ROLLING STONE: É muito boa a versão brasileira da célebre publicação norte-americana – muito embora eu ache uma pena que ela tenha vindo, em parte, para ocupar a lacuna deixada pelo fim da revista BIZZ, um título de sucesso genuinamente nacional. Não que a Rolling Stone seja uma revista especificamente sobre música, como o era a Bizz, mas é seu foco principal, como não poderia deixar de ser, ostentando tal nome. Traz sempre boas traduções da publicação “gringa” (numa das últimas tivemos, por exemplo, uma rara entrevista inédita com Chuck Berry, o mito em pessoa) e também excelentes matérias produzidas aqui mesmo, pela equipe local, como as excelente reportagens sobre a Amazônia, uma constante nestas 40 edições já publicadas, e uma cobertura política ok. Que tenha vida longa.

PREVIEW: Uma das coisas mais interessantes de se vasculhar o Orkut é a possibilidade de poder interagir e ter um contato mais direto com alguns de nossos “ídolos” do jornalismo musical, muito embora isso signifique, também, a desagradável surpresa de saber que alguns deles são pessoas intragáveis, egocêntricas e anti-éticas. Uma dessas decepções que tive foi com Roberto Sadovsky, um mala – nunca o achei lá grande coisa, mas era um cara competente, e a SET, sob o seu comando, se não era brilhante, era bastante eficiente e informativa. Lia e colecionava, comprava todo mês, por isso fiquei, ao mesmo tempo, triste com o fim da publicação, seguramente a melhor do gênero no Brasil, mas ao mesmo tempo feliz por ver o “prego” do Sadovsky queimar a língua depois de infinitos posts mal-educados em que ele trucidava sem piedade seus colegas de jornalismo, dando a entender que, em sua concepção, só ele sabia como produzir uma revista de qualidade com sucesso comercial. Pois bem, a sucessora da SET, ao que parece, é a Preview, da Editora Sampa – não por acaso pilotada por boa parte da equipe oriunda da falecida publicação comandada pelo “marques de Sade”. Não é a última coca-cola gelada no deserto escaldante, mas é, assim como a Set, competente, enxuta e informativa. Um alento para os que, como eu, preferem ainda ler no papel ao invés do computador. A se registrar a decepção que foi a outra publicação que parecia disputar o mesmo espaço no mercado, a MOVIE, editada por André Forastieri: péssima! Bonitinha, mas ordinária.

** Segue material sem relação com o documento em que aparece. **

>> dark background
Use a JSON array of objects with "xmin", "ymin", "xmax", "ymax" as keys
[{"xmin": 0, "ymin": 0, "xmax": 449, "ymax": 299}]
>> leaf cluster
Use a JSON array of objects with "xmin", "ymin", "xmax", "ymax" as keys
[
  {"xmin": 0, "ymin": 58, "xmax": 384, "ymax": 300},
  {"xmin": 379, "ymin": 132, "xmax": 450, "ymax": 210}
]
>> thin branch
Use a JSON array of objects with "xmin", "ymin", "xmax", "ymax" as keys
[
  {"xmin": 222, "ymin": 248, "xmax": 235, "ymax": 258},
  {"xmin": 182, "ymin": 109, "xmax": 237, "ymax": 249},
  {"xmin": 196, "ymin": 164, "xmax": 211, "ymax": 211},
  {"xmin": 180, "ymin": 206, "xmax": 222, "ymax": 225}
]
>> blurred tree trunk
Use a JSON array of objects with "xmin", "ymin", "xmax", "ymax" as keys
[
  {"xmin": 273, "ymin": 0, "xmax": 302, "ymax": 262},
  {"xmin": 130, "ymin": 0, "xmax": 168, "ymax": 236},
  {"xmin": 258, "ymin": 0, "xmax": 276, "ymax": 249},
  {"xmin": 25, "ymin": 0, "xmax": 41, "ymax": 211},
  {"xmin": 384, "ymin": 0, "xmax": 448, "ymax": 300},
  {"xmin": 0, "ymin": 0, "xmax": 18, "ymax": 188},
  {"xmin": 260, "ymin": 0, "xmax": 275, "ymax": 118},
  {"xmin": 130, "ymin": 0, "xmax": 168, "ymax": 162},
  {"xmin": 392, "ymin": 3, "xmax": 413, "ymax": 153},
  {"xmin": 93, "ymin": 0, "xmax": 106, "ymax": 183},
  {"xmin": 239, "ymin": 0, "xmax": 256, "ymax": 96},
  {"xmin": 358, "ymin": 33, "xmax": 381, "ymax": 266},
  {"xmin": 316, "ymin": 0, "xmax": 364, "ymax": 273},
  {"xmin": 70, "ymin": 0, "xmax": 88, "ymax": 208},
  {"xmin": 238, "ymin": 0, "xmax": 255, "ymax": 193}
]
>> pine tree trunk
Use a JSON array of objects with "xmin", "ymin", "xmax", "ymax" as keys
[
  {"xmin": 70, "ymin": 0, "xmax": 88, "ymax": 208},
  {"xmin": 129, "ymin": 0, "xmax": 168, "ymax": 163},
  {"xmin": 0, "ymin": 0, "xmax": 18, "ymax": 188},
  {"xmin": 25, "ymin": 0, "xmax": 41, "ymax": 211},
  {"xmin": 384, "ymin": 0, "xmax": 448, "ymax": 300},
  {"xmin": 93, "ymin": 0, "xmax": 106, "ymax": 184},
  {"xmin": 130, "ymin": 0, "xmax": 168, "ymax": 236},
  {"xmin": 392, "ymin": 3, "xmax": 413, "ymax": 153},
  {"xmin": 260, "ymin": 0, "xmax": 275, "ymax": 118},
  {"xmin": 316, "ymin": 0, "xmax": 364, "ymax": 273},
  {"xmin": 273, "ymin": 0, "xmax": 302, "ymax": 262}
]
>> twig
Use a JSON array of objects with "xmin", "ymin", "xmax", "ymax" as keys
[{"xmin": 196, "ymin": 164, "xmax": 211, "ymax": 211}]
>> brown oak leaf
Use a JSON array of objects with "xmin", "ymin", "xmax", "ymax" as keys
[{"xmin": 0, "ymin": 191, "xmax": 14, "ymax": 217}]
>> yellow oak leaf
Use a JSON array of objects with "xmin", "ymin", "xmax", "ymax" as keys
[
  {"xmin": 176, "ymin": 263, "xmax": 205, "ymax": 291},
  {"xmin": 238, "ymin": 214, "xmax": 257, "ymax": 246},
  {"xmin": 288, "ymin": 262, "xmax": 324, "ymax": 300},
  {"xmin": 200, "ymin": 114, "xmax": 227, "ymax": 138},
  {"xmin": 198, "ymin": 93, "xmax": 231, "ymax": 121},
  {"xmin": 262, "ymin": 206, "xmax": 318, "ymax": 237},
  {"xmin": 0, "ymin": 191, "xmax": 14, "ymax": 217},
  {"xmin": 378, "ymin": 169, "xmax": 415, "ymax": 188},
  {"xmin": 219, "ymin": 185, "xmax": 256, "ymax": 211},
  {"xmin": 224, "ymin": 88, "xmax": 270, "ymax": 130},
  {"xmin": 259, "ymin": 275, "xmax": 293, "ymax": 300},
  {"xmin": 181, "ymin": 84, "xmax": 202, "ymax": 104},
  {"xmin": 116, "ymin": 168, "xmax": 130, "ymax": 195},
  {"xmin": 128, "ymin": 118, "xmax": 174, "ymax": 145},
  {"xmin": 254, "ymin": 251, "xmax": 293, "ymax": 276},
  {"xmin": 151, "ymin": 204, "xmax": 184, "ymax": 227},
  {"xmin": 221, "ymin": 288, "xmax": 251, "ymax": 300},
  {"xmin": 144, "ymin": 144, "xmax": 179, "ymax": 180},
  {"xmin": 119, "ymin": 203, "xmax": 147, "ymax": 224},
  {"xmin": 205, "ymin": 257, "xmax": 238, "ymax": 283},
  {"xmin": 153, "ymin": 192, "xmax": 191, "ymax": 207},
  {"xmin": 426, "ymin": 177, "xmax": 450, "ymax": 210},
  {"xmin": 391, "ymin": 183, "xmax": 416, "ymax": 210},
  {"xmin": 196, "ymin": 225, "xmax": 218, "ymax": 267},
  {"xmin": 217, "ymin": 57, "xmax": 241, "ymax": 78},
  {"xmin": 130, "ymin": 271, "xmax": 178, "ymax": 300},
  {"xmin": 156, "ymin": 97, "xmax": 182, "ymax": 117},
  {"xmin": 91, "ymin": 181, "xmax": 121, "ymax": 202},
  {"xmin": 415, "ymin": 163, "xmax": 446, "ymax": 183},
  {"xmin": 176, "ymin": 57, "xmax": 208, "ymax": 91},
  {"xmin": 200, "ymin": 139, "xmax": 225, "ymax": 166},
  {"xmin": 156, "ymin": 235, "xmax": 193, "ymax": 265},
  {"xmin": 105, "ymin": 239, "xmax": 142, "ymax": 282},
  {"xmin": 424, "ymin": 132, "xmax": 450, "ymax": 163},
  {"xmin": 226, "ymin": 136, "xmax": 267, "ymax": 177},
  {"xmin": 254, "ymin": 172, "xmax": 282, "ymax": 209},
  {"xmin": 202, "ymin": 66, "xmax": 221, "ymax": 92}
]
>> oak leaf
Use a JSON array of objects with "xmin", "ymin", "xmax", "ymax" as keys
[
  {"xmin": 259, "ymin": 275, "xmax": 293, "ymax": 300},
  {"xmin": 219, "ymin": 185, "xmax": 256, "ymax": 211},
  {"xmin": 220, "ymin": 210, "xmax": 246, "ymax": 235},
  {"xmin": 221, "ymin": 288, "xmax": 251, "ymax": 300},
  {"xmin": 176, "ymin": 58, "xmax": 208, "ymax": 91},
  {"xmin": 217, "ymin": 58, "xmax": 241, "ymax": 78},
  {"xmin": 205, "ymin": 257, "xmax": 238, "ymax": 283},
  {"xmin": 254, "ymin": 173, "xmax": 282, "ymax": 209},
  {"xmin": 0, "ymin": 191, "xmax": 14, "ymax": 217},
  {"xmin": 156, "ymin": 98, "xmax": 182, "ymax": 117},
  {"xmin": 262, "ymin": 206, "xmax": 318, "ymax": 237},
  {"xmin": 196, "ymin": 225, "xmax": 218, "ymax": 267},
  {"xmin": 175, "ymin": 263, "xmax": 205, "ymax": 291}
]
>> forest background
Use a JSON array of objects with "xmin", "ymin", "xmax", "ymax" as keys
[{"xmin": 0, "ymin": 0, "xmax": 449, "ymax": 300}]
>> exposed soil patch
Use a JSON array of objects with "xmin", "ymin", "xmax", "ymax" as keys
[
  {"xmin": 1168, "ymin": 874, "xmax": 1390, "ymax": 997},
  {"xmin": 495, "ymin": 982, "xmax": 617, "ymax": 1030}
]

VERTIGO: Revista mensal da panini que dá sequencia à saga que tem sido a publicação do selo Vertigo, da DC comics, no Brasil. Não tem um mix tão bom quanto o da extinta “pixel magazine”, da editora de mesmo nome, mas é ok. A melhor série apresentada é “Escalpo”, que se passa numa decadente reserva indígena norte-americana comandada por uma máfia, nos tempos atuais, com muito sexo, violência e um interessante subtexto político-social. Já “Lugar nenhum”, de Neil Gaiman, é confusa e se perde em clichês, mesmo problema sofrido por “Vikings”. Está aos poucos se renovando com a entrada de novas séries, como “Vampiro Americano”, e tende a melhorar.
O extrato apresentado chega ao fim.